Roma, 20 feb. (askanews) – Il nono congresso del Partito dei lavoratori di Corea, aperto ieri a Pyongyang dal leader nordcoreano Kim Jong Un, è destinato a definire per i prossimi cinque anni le principali linee politiche del regime e sarà determinante per stabilire il grado di apertura o chiusura verso eventuali negoziati con gli Stati uniti di Donald Trump e con la Corea del Sud. Il congresso, massimo organo decisionale del sistema nordcoreano e il primo dal 2021, fissa tradizionalmente gli obiettivi su difesa, economia e diplomazia e può segnare svolte strategiche di rilievo.
L’agenzia di stampa ufficiale Kcna ha riferito che l’assise si è aperta “con grande solennità a Pyongyang, capitale della rivoluzione”, con la partecipazione di circa 5mila delegati. Nel discorso inaugurale Kim ha salutato una “svolta storica nell’attuazione della causa socialista” e ha dichiarato che il paese è entrato nel congresso “pieno di ottimismo e fiducia nel futuro”, rivendicando i progressi economici e il rafforzamento dello status internazionale della Corea del Nord.
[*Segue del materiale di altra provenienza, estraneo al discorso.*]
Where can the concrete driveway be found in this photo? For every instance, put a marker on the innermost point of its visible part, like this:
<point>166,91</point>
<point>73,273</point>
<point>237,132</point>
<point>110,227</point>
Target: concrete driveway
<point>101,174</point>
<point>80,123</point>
Il congresso dovrà valutare i risultati del precedente piano quinquennale e definire le nuove priorità fino al 2030 su sviluppo economico, difesa e relazioni estere, oltre a prendere decisioni di vertice sul personale politico. Secondo analisti citati da media regionali, il nodo centrale di questa sessione è la politica estera del regime e la risposta alle aperture al dialogo avanzate sia da Trump sia dal presidente sudcoreano Lee Jae.myung.